Tuesday, September 8, 2015

What Happened When I Caught This From My Teen (OH NO!)


While everyone was bemoaning the end of Summer, I was sitting at our town pool. I looked around at the crowds, listened to the elderly couple next to me discussing whatever substance was under his toenails (seriously – EWWWWW!) and glanced at my Teenager. He was sullenly next to me, engrossed in the Love Of His Life, his phone. He was also digging his heels in. His father and I had “forced” him to our lovely pool so he could do a few laps. His response: “I don't wanna.”





This was the summer of that terrible condition called the “I Don't Wannas.”

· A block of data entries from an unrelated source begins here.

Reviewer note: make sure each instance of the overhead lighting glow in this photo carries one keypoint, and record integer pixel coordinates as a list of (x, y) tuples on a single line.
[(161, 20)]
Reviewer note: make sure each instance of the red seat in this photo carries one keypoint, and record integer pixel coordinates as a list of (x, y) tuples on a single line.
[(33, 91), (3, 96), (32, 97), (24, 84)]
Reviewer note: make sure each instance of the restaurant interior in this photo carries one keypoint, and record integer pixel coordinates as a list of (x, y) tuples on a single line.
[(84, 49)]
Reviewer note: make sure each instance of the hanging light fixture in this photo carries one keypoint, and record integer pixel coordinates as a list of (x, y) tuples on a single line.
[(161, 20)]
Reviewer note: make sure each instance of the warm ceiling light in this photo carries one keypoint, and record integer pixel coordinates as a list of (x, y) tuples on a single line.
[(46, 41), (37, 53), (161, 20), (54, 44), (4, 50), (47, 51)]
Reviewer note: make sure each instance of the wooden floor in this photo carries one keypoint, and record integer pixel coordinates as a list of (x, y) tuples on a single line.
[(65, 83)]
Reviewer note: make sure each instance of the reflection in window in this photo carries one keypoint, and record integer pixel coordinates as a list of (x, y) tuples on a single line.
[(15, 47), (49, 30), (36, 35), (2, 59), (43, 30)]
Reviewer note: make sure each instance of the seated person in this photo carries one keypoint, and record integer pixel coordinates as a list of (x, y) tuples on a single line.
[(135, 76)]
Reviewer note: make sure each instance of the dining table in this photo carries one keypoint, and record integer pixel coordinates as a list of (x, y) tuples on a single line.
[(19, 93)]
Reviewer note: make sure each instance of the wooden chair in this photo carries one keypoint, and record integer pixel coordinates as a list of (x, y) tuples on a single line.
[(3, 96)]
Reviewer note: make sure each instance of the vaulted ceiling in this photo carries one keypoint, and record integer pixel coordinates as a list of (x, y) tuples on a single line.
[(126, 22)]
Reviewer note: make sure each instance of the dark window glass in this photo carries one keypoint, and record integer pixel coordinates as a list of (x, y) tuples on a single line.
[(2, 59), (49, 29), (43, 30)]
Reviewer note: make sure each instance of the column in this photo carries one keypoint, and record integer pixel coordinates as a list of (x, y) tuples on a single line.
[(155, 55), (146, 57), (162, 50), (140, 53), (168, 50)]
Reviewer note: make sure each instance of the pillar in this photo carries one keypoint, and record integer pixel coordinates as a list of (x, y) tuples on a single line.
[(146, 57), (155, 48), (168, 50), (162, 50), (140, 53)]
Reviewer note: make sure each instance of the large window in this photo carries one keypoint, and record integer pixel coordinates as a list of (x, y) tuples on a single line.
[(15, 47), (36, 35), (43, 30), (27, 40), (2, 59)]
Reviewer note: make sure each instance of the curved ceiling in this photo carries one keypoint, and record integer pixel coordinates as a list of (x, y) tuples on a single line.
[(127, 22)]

It started with the summer camp he'd picked out (he coughed into his hand “I don't wanna” go), continued as I asked him to play with his sister, and deteriorated into the night as we told him to go to bed. It was the response du jour to our request to take a shower (yes, EPA, that's my house you smell). On vacation, the illness continued at our resort.  We had to "force" him to go to Busch Gardens (WTF?!!!) and getting him to do anything away from his phone was like pulling teeth.  As school started, which he didn't “wanna” go to but the law says he has to, the "I Don't Wannas” was especially acute when I asked the Teen do to his chores. 

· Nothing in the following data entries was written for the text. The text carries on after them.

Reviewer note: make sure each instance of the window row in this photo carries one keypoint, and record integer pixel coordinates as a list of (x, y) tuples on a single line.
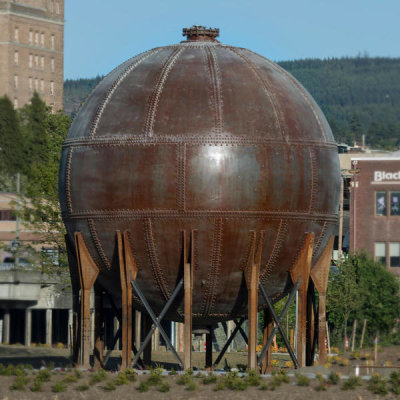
[(392, 251), (37, 38), (387, 203), (35, 61), (33, 83)]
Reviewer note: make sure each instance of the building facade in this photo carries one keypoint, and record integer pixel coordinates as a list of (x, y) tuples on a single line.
[(32, 50), (375, 209)]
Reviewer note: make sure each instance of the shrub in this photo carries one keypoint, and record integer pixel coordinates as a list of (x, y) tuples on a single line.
[(58, 387), (303, 380), (82, 387), (210, 378), (97, 377), (164, 386), (44, 375), (19, 383), (333, 378), (36, 386), (351, 383), (109, 386), (143, 387), (377, 385)]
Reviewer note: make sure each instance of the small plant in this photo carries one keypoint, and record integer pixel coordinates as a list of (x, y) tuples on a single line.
[(302, 380), (351, 383), (70, 378), (143, 387), (333, 378), (82, 387), (191, 386), (121, 379), (36, 386), (164, 387), (19, 383), (253, 378), (155, 376), (58, 387), (210, 378), (130, 374), (109, 386), (44, 375), (377, 385), (97, 377)]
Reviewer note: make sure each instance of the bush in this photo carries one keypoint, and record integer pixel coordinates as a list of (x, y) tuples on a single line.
[(19, 383), (351, 383), (82, 387), (303, 380), (109, 386), (164, 386), (58, 387)]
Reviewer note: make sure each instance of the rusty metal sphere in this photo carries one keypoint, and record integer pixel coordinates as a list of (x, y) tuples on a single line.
[(207, 137)]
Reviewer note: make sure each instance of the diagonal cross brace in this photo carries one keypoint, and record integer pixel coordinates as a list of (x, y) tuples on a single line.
[(237, 329), (157, 320), (278, 323)]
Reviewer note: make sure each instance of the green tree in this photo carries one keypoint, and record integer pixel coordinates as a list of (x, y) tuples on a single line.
[(343, 296), (40, 207), (12, 146)]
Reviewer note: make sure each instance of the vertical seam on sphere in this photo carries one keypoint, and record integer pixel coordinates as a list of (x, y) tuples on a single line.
[(155, 96), (214, 269), (181, 162), (314, 181), (320, 238), (110, 92), (267, 89), (97, 244), (68, 181), (303, 93), (155, 265), (216, 94), (281, 233)]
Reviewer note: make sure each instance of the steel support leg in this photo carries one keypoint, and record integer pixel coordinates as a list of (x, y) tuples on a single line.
[(237, 329), (278, 323)]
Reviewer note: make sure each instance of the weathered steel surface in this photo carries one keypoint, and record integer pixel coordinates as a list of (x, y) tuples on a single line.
[(206, 137)]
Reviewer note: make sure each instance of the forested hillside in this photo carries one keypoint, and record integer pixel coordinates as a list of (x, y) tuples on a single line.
[(358, 95)]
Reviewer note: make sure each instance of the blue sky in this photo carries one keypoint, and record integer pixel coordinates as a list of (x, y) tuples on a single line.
[(99, 35)]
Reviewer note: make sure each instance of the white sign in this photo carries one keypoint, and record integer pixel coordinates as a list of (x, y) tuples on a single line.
[(380, 176)]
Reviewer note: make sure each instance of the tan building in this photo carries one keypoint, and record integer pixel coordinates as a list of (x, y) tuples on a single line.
[(32, 50)]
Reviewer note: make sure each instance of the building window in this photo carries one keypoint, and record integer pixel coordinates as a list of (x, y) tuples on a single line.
[(380, 203), (7, 215), (380, 252), (394, 254), (395, 203)]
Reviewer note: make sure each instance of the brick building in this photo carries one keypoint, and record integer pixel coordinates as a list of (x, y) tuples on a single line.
[(375, 209), (32, 50)]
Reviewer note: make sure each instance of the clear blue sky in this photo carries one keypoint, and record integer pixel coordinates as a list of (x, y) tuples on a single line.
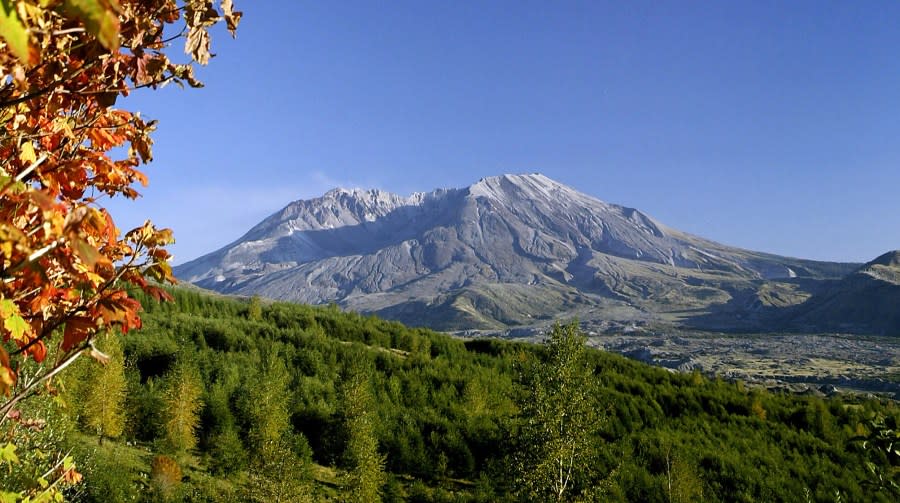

I grew tired of it.  There's no way in hell I'm raising a slacker.  Then something weird happened.    


 I caught the "I Don't Wannas"!


When the teenager asked me to make breakfast, I wheezed, “I don't wanna.” When he wanted a ride home from school, I sneezed, I don't wanna.” And when he needed a ride and the cash to get a friend a gift card, well, you get the idea.

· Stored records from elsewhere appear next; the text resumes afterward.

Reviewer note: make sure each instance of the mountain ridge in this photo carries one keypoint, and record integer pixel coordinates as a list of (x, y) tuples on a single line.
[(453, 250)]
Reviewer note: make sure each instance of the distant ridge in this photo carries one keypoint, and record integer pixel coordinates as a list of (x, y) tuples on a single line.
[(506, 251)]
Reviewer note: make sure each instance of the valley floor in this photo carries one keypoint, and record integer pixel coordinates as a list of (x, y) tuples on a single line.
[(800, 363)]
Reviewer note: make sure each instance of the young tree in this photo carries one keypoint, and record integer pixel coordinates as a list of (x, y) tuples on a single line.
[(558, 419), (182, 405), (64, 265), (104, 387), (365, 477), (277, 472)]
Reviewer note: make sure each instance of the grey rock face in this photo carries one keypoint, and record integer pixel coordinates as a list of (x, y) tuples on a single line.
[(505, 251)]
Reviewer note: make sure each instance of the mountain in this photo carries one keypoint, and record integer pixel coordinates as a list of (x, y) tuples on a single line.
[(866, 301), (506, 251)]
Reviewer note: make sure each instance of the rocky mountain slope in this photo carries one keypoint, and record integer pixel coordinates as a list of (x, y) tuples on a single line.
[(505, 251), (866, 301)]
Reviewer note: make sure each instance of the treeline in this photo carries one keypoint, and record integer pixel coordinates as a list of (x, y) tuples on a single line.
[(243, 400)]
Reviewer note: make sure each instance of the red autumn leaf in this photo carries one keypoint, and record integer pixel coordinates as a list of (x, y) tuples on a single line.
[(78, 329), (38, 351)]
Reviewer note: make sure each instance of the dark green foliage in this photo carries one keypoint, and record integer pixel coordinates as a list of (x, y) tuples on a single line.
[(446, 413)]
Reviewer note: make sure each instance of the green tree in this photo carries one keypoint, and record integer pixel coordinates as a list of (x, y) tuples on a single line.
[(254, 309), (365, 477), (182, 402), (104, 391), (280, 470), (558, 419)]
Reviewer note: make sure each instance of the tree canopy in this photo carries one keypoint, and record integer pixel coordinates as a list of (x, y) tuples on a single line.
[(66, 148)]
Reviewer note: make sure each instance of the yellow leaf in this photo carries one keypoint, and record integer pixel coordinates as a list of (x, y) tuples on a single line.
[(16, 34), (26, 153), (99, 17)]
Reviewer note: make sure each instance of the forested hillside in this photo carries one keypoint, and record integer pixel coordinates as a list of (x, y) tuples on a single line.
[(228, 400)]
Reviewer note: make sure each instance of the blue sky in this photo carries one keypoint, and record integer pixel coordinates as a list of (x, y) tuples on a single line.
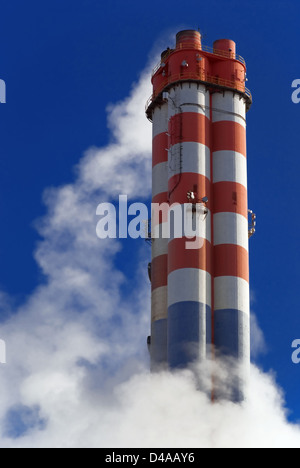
[(65, 61)]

“But my chores are physical things,” he argued. “Your responsibilities as a Mom aren’t.” 


REALLY?  Here's how I responded:


“You think that hauling my ass out on a 100 degree day to pick you up from Marching Band practice isn't physical? The sweat pouring down my back suggested otherwise. You think going to the grocery store and lifting cases of seltzer (the only thing the Teen drinks) into the car and into the garage doesn't hurt my back? And you think waiting in line at Staples for hours after school started to get the supplies you 'forgot” to tell me about, make my stomach clench and feet hurt?”  I refrained from discussing the 27 hours of labor it took to birth the nervy kid.


“I'm not being vindictive, but if we don't find a cure for this bout of 'The I Don't Wannas,' I think your life is going to be radically different. 


Family members do things for each other, whether they want to or not. That's kind of one of the unwritten rule of Love.”





 
The Teen mulled this over for a bit.  His eyes closed as he thought about the implications of what I was saying.


And, miracle of miracles, he was cured! 


Not completely. He is a Teen, after all, and he still complains, but one look from me and he does what he has to. I don't see a relapse of the “I Don't Wannas” happening soon. He's cured.